Inventoried Slaves

For those of us descended from enslaved ancestors, we are taught to research probate records early in the process. They can be used to verify slaveownership.

If the slaveowner died before 1865, we may find our ancestors named in their will or listed in their inventories.

As we advance in our skills, however, we need to look closer at probate records beyond just the will or inventory. We need to understand how to use every step in the probate process.

Careful tracing through the entire probate process may provide a more complete picture of our ancestor’s path through the family. Familysearch (online) contains probate records for many states making this possible to do from home.

Many Maryland county records are now available, which is what enabled me to explore this more fully.

Specific Steps

First, I created a family tree of the slaveowner’s family in writing. You should have this information from prior background research.

Next, I used Rootsmagic to create a separate file for the slaveowner’s family. This will be invaluable to your research. Having a separate file for the slaveowning family will help to keep track of each person in the family.

For the slaveowning husband and wife, it is imperative that you know at a minimum:

**the parents of the couple,
**when and where their parents lived and died
**all of the couple’s children,
**when and where their children died, and especially
**who the daughters married.

As long as the slaveowner died before 1865, begin with his probate. Trace his wife’s probate if she outlived him. Next, their children if necessary.

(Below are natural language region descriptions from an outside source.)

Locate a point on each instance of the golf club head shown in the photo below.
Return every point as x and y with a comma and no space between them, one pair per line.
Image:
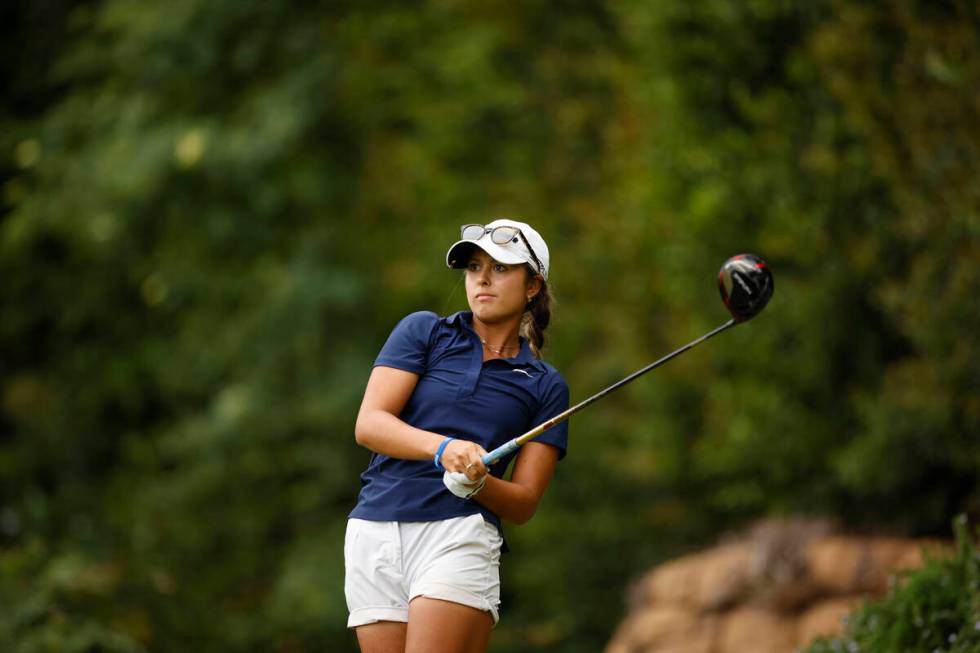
746,285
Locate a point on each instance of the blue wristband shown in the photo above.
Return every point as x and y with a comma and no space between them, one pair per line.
442,447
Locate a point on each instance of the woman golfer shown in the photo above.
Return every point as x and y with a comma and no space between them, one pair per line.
424,541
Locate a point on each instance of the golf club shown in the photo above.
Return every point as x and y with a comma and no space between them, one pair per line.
746,285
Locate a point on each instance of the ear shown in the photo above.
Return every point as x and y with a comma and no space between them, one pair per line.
533,287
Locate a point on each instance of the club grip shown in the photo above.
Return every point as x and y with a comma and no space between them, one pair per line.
501,451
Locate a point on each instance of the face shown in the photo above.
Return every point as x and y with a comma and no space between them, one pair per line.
497,291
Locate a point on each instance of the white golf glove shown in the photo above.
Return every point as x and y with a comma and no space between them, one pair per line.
460,485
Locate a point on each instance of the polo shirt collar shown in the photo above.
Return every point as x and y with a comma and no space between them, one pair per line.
464,319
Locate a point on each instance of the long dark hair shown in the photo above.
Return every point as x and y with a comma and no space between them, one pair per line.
537,317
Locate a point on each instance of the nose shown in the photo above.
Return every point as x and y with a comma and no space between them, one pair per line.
483,277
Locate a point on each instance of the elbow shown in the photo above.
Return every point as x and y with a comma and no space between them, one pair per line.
362,431
524,513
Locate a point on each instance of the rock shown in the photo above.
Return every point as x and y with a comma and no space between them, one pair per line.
756,630
772,590
824,619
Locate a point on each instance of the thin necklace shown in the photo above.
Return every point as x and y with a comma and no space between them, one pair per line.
497,350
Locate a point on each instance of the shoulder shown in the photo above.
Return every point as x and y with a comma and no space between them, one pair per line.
551,379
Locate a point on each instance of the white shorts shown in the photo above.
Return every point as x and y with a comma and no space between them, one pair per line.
387,564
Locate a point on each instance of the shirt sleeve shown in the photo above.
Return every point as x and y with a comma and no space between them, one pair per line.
554,402
408,345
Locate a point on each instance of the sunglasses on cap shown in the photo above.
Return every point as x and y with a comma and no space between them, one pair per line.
501,236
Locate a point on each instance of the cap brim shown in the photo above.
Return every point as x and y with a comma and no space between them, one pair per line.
458,255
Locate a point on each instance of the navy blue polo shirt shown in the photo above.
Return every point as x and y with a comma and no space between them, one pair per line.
461,396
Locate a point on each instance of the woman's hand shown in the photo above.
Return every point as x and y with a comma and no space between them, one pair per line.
460,485
464,457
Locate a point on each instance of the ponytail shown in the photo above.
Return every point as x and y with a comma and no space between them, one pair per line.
536,318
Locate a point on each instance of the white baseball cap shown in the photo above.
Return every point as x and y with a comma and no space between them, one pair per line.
521,244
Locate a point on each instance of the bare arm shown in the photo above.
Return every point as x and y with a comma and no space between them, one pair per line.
517,500
380,429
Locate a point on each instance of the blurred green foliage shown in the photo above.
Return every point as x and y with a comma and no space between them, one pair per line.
935,608
214,212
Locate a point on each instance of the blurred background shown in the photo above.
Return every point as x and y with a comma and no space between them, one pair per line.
214,211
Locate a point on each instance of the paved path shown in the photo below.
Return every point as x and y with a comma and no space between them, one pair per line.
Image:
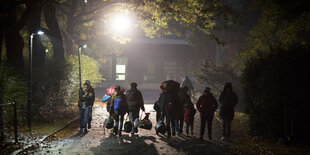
99,141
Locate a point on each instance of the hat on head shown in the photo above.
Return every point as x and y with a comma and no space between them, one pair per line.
207,89
134,85
86,82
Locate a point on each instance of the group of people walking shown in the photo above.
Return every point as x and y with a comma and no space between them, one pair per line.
174,107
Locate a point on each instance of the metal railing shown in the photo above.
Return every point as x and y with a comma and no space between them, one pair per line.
15,122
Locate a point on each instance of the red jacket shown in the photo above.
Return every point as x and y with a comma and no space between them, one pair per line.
207,104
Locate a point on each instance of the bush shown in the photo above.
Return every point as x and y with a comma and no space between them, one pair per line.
12,88
217,76
57,84
276,94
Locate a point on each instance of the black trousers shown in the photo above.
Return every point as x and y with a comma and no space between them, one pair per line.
169,122
226,128
133,115
206,120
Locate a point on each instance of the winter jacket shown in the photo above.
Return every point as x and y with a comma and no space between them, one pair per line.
168,102
134,99
86,98
123,106
184,99
207,105
228,101
189,113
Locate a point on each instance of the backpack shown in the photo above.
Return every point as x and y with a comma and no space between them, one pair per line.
109,123
118,103
145,123
161,127
133,97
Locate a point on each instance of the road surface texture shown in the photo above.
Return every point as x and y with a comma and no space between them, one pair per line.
101,141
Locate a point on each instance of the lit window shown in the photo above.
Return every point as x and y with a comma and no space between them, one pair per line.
121,69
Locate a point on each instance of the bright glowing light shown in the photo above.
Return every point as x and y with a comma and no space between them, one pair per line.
121,23
40,32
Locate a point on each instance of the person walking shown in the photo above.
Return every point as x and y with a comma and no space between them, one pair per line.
90,113
184,99
135,102
187,82
206,105
228,100
86,100
120,109
189,113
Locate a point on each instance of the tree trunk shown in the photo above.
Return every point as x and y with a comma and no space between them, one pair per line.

In a previous post, I talked about the various steps in the process.

Examples: Martha Willson Magruder

Those who follow this blog know I love to create charts and tables. The chart below traces the probate process for Martha Willson, who died in 1837:

Magruder chart

Will, Inventory and Bond

Martha’s estate probate started with her Will. In my table, I noted any relevant information about her slaves.

In her Will, Martha specified that “Dick and Nelly” have their choice of going with either of Martha’s sons, Robert or John.

From Martha’s Inventory, we know that Dick and Nelly were elderly slaves. At ages 60 and 64, they were probably unable to do much work.

Seven other enslaved people were apart of the estate. Martha specified the sale of the rest of her enslaved property at private auction.

Martha’s estate required a Bond. Executors or Administrators  must post bond with the State, which promises they will faithfully execute their duties.

It is important to know who is posting bond since they are often family members. For example, Otho Magruder was Martha’s son-in-law. Also, the $20K bond suggests this was a relatively wealthy estate.

Sales, Debts and Accounting

After the Inventory were the Sales of Martha’s estatethis is where slaves are often missed!  In the estate sale, seven slaves were sold.

However, they were all sold to her children. This is another reason why we need to know the slaveowner’s family.

Martha’s estate probate also include a listing of Debts and periodic Accountings. How many Accountings appear in the documentation (1st Acct, 2nd Acct, 3rd Acct, Final Acct, etc.) depends upon many factors.

These factors include the size of the estate and whether or not minor children are involved.

Accountings can contain information about slaves. They often note slaves being hired out, so peruse these records carefully.

If minor children are involved, Guardianship records should also be traced Remember that those records may be handled in a different court.

A Tip to Remember

Notice also that Martha’s probate process spanned across 10 years. In the beginning of my genealogy research, I didn’t understand the need to trace forward many years after a death.

However, it is entirely common to find probates spanning large periods of time. I now trace at least 15 years forward after a death.

Her Husband’s Wealth

Martha was wealthy by standards of her time. Her final estate value of $11,098 in 1847 was roughly the equivalent of $303,000 today.

Martha’s husband, Zadock Magruder, who predeceased her in 1809. Here is my chart of his probate:

Magruder Cooke Admin Slave Data_Page_3

As you can see, Zadock died without a will (intestate) in 1809. His estate probate spanned 11 years. (Notice the calculation in pounds, not dollars, of the value of the state in his 1st Accounting.)

Zadock owned 16 slaves at the date of his inventory. Martha’s 1837 estate probate included six of the slaves Zadock owned in 1810. Their children probably gained possession of the rest of the slaves.

Trying to follow the slaves through the family is why I started this whole exercise to begin with. What happened to Mariah and Lucy and Beck and the others? Why was Jerry freed?

Sadly, I still don’t have enough information from the inventory to discern family groupings. This is very common, unfortunately.

Zadock Slaves, 1810

Division of Slaves

The official probate books do not always include the actual division of slaves. I have sometimes found them in original case files or loose papers (i.e., the papers that are apart of the probate proceedings but not necessary recorded in the official books).

Always try to find that division of slaves. If you can’t find it, you’ll have to search the records of the children and perhaps make some inferences about their disposition.

This blog post was long, but hopefully I’ve suggested a strategy you can use to get the most value out of probate records. Try it out. I’d love to hear about your finds!